Aux Etats-Unis, l'Agence de protection de l'environnement (EPA) a estimé lundi que les gaz à effet de serre constituaient une menace pour la santé des Américains et devaient être régulées. Cette décision signifie que l'administration de Barack Obama pourrait agir contre les émissions américaines sans attendre le Congrès, où un projet de loi sur la question est en cours d'examen.

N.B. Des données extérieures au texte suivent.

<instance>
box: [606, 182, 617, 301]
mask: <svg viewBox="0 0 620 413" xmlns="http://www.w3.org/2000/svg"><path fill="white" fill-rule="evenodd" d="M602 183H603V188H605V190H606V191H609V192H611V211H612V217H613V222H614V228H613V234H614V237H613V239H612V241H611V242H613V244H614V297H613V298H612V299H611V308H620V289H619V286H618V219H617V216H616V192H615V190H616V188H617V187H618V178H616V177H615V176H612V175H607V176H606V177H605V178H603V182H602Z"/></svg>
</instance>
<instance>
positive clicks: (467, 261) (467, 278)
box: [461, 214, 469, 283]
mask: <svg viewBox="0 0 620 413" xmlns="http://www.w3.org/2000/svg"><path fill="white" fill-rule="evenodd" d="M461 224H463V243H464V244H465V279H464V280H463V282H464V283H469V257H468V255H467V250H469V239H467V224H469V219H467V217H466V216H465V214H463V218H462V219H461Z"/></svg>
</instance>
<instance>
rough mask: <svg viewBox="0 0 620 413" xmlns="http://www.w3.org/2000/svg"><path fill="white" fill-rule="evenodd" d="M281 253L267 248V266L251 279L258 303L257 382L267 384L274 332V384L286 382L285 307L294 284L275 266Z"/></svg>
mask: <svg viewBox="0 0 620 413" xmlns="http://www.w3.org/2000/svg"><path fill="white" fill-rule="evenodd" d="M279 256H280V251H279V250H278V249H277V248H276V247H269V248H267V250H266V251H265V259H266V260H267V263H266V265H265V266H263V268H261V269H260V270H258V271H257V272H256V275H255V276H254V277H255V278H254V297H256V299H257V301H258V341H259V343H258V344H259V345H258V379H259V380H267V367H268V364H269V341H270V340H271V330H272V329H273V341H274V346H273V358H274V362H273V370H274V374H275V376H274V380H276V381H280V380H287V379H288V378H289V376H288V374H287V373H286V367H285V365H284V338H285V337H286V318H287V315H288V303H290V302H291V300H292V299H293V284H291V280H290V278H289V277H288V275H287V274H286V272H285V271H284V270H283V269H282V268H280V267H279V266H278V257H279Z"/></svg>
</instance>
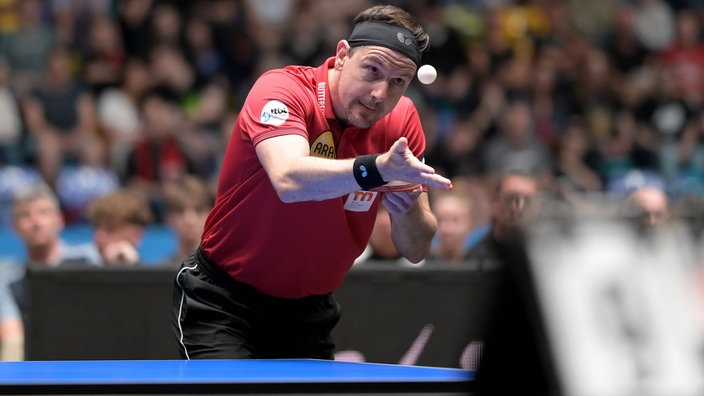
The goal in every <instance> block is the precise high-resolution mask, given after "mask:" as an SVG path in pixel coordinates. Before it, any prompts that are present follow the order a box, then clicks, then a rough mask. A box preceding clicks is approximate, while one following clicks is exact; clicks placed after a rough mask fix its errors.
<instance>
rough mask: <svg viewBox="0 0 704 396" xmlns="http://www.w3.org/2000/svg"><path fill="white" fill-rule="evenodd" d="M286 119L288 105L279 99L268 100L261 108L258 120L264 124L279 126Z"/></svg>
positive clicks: (287, 109)
mask: <svg viewBox="0 0 704 396" xmlns="http://www.w3.org/2000/svg"><path fill="white" fill-rule="evenodd" d="M286 120H288V107H286V105H285V104H284V103H283V102H282V101H280V100H270V101H268V102H267V103H266V104H265V105H264V108H263V109H262V116H261V118H260V121H261V122H262V123H264V124H269V125H276V126H279V125H281V124H283V123H284V122H286Z"/></svg>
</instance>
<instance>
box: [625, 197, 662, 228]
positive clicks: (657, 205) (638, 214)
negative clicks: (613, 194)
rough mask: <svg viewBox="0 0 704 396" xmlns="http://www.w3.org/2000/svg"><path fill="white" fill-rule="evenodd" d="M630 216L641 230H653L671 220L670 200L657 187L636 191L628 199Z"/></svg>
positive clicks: (661, 226)
mask: <svg viewBox="0 0 704 396" xmlns="http://www.w3.org/2000/svg"><path fill="white" fill-rule="evenodd" d="M626 203H627V205H628V206H627V209H628V211H629V212H628V215H629V216H631V218H632V219H633V220H634V221H635V222H636V225H637V226H638V228H639V229H641V230H645V231H647V230H653V229H656V228H660V227H662V226H663V225H665V224H666V223H667V222H668V221H669V220H670V218H671V214H670V200H669V198H668V196H667V194H666V193H665V191H664V190H662V189H661V188H658V187H655V186H643V187H639V188H636V189H634V190H633V191H632V192H631V193H629V194H628V196H627V197H626Z"/></svg>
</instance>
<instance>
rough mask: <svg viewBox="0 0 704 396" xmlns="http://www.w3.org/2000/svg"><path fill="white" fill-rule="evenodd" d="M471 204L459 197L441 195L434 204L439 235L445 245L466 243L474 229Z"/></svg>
mask: <svg viewBox="0 0 704 396" xmlns="http://www.w3.org/2000/svg"><path fill="white" fill-rule="evenodd" d="M469 205H470V204H469V203H468V202H466V201H464V200H462V199H460V198H458V197H453V196H448V197H440V198H439V199H438V200H437V201H436V202H435V205H433V212H434V213H435V217H436V218H437V221H438V236H439V237H440V242H441V243H442V244H444V245H449V246H458V245H464V243H465V240H466V238H467V235H468V234H469V232H470V231H471V230H472V214H471V210H470V206H469Z"/></svg>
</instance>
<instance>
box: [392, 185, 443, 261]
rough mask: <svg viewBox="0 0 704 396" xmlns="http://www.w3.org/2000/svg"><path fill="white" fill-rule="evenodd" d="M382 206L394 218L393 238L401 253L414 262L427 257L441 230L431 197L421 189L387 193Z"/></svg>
mask: <svg viewBox="0 0 704 396" xmlns="http://www.w3.org/2000/svg"><path fill="white" fill-rule="evenodd" d="M382 204H383V205H384V206H386V208H387V209H388V211H389V216H391V236H392V238H393V241H394V245H396V248H397V249H398V251H399V252H400V253H401V254H402V255H403V256H404V257H406V258H407V259H408V260H410V261H411V262H413V263H418V262H420V261H421V260H423V259H424V258H426V256H427V255H428V253H430V248H431V245H432V241H433V236H435V231H436V229H437V220H436V219H435V215H434V214H433V212H432V211H431V210H430V204H429V203H428V194H427V193H424V192H423V191H422V188H421V187H419V188H418V189H417V190H415V191H412V192H387V193H384V197H383V198H382Z"/></svg>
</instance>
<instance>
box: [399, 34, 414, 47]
mask: <svg viewBox="0 0 704 396" xmlns="http://www.w3.org/2000/svg"><path fill="white" fill-rule="evenodd" d="M396 38H397V39H398V41H400V42H402V43H403V44H406V45H411V39H410V38H408V37H406V36H404V35H403V33H401V32H398V33H397V34H396Z"/></svg>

Selon des militants de la cause climatique à Copenhague, la décision de l'EPA pourrait aider Washington à avancer dans la lutte contre le réchauffement.

Le président américain, qui participera au sommet des chefs d'Etat de Copenhague le 18 décembre, devait s'entretenir lundi avec l'ancien vice-président Al Gore, grand défenseur de la cause climatique, pour préparer son déplacement à la conférence. (ap)

Un pas pour les Etats-Unis

L'Agence américaine de protection de l'environnement (EPA) a décrété lundi que les émissions de gaz à effet de serre jugées responsables du réchauffement étaient une menace pour la santé publique, ouvrant la voie, pour la première fois, à une régulation de ces émissions. La directrice de l'agence, Lisa Jackson, a déclaré que l'EPA était «désormais autorisée et contrainte de faire des efforts raisonnables» pour limiter les émissions de gaz à effet de serre.

«Ces conclusions attendues de longue date scellent la place de 2009 dans l'histoire comme l'année où le gouvernement des Etats-Unis a commencé à s'atteler au défi des émissions polluantes liées aux gaz à effet de serre», a-t-elle affirmé lors d'une conférence de presse.

Cette annonce est intervenue quelques heures après l'ouverture de la conférence sur le climat de Copenhague, qui vise à aboutir à un accord sur la lutte contre le réchauffement.